We’ve also seen lots of media. And lots of customers. Both international customers and many independents. I must say there is a big change in the mentality of the brands.

In what way is there a change?

There is a focus on business. Brands are here to show what is ready to sell. We at Longines are showing the products that are in production. And each day we keep track of how well we are doing.

Are you happy?

I am satisfied. It is still early in the year, of course.

So you’ve told me what this fair is like. But what is the market as a whole like?

Let us see. Take the case of the last three or four years. Our revenues hit a high in 2014, we sustained that in 2015 and last year we had a very slight dip. A very slight dip. You can see it here in my papers. Why? Because of the state of the business in China. What is important is that we lost almost nothing in China. This is very important. Why? Because the price segment we operate in has not been affected at all by the anti-corruption measures. And we have a great team, great distribution and we make products that cater to local demand.

Maybe... maybe I was responsible for this slight drop. Last summer I slightly controlled production. Because I don’t want to be overstocked. But more importantly I don’t want my retailers to be overstocked. Sometimes when people have a full stomach they do stupid things. So to be fair when I look in the mirror I think I am responsible for that dip.

And this year has started well?

The first three months of this year have been positive.

And estimates look good?

How have you managed this?

Because as a brand we have remained consistent in what we are. We have stayed in our league. We don’t want to do everything. Tourbillon, connected, I don’t know what... we don’t want to do anything like that. We just focus on what we do best. As for individual markets. I think Hong Kong will recover. Taiwan is dead. And I think Thailand is still recovering from the passing away of the King. Tourists are coming back to Europe. And we are also totally reorganizing the USA market.

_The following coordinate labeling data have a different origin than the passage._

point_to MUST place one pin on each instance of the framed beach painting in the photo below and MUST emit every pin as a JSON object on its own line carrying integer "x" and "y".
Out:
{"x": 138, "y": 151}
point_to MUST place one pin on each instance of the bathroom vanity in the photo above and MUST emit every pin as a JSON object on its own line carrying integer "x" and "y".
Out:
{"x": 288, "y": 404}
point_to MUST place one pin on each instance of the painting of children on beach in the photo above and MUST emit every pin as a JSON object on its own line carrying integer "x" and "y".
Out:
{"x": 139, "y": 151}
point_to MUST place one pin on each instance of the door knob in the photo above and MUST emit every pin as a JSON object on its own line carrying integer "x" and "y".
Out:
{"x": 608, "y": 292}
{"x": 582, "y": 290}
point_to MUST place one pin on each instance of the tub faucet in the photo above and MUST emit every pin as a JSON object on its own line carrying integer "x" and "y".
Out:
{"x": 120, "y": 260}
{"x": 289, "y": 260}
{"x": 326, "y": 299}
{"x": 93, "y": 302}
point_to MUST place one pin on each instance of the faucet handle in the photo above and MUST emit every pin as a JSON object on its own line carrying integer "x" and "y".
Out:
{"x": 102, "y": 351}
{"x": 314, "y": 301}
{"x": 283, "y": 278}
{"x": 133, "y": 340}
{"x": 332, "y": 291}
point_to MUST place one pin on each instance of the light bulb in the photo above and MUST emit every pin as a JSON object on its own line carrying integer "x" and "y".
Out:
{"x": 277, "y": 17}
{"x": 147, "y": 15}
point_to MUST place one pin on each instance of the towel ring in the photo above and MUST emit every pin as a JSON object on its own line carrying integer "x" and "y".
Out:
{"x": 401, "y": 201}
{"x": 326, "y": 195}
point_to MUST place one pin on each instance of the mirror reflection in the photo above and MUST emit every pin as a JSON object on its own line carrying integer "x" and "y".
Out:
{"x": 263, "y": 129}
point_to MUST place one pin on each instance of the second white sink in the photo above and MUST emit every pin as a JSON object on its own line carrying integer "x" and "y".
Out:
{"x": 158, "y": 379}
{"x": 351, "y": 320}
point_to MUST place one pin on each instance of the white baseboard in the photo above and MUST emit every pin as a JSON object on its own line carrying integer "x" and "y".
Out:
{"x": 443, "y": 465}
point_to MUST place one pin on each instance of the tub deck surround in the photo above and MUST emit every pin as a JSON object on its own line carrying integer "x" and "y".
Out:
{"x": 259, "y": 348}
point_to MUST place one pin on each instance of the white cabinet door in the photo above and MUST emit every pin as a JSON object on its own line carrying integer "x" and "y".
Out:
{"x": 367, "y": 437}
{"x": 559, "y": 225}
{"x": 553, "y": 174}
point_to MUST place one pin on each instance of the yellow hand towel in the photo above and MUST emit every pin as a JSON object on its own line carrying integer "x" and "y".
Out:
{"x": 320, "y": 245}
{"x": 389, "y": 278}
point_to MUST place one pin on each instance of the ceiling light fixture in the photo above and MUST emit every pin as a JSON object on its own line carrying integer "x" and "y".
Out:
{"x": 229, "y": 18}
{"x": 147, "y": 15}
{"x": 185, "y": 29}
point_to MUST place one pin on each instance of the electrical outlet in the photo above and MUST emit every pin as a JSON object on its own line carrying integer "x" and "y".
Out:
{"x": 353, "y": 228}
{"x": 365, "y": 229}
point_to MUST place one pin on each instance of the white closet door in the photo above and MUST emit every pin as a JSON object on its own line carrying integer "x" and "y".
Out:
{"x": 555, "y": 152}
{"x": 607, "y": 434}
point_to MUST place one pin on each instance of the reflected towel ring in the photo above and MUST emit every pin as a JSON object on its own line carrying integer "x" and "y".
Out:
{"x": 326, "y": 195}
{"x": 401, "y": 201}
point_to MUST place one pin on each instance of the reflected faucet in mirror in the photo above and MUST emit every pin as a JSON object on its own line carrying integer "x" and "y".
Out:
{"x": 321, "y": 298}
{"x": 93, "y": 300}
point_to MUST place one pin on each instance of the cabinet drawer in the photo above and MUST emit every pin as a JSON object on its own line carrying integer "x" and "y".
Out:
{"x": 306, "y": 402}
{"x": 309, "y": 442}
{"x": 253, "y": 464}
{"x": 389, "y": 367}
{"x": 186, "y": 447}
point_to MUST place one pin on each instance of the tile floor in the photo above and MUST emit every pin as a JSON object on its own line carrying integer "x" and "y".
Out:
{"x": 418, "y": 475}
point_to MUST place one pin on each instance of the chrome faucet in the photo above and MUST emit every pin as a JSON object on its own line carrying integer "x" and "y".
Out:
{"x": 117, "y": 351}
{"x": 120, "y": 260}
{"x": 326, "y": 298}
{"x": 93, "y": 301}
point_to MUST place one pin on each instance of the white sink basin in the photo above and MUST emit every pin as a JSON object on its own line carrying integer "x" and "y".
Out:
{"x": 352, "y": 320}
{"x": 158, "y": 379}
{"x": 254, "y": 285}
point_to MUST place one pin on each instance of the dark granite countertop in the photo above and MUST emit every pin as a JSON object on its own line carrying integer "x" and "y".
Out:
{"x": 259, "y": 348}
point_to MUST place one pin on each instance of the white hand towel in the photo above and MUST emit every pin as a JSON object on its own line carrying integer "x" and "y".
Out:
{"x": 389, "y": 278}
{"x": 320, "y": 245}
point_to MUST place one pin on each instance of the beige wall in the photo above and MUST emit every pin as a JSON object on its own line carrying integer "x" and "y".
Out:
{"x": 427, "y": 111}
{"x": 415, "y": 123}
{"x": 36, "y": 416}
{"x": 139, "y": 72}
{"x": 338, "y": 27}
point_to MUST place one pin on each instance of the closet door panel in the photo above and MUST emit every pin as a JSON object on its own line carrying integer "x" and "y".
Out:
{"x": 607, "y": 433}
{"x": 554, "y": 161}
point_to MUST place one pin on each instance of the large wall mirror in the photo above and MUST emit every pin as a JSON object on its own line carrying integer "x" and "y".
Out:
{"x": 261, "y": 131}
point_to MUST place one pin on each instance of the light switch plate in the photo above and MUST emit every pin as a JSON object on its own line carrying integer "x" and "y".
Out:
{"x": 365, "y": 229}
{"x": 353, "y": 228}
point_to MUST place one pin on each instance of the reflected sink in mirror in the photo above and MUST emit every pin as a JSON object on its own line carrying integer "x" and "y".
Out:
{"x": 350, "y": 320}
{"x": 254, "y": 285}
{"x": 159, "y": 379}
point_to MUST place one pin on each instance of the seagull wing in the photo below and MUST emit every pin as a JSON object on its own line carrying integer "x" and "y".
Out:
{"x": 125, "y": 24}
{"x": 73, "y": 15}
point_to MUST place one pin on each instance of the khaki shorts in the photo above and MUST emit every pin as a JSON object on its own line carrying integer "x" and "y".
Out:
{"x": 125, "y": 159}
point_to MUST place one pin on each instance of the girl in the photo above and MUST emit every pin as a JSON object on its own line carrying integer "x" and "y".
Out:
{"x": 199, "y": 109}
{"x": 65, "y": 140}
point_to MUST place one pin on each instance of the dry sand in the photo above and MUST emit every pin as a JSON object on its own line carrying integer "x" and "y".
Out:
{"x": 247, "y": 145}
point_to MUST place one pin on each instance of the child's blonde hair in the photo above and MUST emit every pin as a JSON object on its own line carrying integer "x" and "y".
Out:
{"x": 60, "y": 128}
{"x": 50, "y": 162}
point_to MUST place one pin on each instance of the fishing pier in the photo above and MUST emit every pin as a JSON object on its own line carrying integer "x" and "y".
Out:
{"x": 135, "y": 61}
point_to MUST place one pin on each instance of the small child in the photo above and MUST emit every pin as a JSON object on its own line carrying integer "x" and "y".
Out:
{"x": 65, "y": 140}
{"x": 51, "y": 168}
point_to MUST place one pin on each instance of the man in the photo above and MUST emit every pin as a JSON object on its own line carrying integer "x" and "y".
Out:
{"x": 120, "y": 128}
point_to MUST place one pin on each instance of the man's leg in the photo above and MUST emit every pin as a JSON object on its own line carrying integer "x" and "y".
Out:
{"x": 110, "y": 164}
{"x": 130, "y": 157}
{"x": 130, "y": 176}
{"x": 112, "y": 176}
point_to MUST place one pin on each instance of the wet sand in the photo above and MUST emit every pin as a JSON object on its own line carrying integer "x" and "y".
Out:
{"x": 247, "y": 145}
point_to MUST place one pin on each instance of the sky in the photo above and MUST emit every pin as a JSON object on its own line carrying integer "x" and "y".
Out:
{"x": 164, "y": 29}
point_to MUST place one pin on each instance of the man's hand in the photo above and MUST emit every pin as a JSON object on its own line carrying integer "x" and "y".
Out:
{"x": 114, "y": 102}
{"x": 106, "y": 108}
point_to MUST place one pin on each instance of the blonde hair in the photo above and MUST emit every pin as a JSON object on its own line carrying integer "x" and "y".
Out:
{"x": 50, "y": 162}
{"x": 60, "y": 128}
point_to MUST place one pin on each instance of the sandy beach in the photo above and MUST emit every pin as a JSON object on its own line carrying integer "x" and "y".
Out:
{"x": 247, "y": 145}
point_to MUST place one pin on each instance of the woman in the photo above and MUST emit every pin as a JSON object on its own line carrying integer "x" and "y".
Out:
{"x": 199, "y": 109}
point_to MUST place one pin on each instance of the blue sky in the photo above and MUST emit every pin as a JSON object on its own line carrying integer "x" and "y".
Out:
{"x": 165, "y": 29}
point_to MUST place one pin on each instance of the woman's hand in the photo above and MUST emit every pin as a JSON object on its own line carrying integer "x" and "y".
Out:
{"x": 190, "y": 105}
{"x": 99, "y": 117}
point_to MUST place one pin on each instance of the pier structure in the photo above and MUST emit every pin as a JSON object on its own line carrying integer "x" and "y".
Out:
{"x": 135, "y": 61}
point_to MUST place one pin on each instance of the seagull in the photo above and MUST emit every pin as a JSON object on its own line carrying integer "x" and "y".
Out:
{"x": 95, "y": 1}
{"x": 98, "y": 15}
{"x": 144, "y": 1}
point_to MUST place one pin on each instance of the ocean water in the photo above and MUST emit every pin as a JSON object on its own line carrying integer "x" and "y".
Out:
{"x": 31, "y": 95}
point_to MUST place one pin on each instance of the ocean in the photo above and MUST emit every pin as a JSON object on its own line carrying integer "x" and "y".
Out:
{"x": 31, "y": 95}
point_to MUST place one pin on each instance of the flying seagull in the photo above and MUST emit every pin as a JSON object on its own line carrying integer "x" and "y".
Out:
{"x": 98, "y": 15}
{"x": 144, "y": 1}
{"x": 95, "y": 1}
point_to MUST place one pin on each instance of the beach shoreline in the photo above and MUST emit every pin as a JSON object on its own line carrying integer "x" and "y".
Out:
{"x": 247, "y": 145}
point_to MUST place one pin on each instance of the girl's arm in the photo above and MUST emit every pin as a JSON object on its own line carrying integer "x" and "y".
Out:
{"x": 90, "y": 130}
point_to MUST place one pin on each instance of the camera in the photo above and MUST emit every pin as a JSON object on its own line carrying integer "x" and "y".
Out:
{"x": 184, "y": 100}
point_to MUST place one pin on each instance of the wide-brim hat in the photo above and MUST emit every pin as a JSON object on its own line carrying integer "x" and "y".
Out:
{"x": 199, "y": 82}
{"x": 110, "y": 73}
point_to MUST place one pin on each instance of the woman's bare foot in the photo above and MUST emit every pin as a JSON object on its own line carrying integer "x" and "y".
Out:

I maybe the only animal saying this, but I am cautiously optimistic about the world market. I will not repeat the mistake of having too many back orders. I will supply as much as the market needs.

One final question about the market. Do you ever feel you are overdependent on China?

It is a risk. But let me tell you something. In some price segments we have a 60% marketshare in China. In other 20%. In fact we still have the potential to grow a lot more if I wanted to. So we could be even more dependant. But you have to strike a balance. But it is a risk that has been very rewarding. In 2008-09 we didn’t lose anything to the US banking crisis. China helped us balance that out.

You have been lucky in that sense...

Not lucky, it was a decision. To stay focussed, to keep doing what we do well, and to stay in our league. Just look at the things happening in the market. Compared to that, I think we have done the right things.

Now a little about your products. The Very High Precision, or VHP, is your major launch this year. How did that come about?

The first VHP... I decided to make one when I came back from Japan in 1982. Because Seiko had just launched the Twin Quartz system. So I told my technicians— move your asses, this is what I want. And they did. And it did well for us. We sold 200,000 pieces or so in that period of time. We never stopped doing quartz. So we wanted to make something that was technically advanced and cater to a younger clientele who wanted watches with technology. So the VHP movement that will be exclusive to Longines for some time is not only high accuracy but also resistant to magnetism. And all this at a great price. From 950 CHF. Unbeatable. But I am very confident. I spend a lot on the development.

How long did this take to develop?

We started three years ago. And today you are seeing these models. We have many more planned with the VHP movement. But like I said we stay in our league. Three hands with calendar is 85% of our business if you look at the data. And that is where we will focus. On our strengths.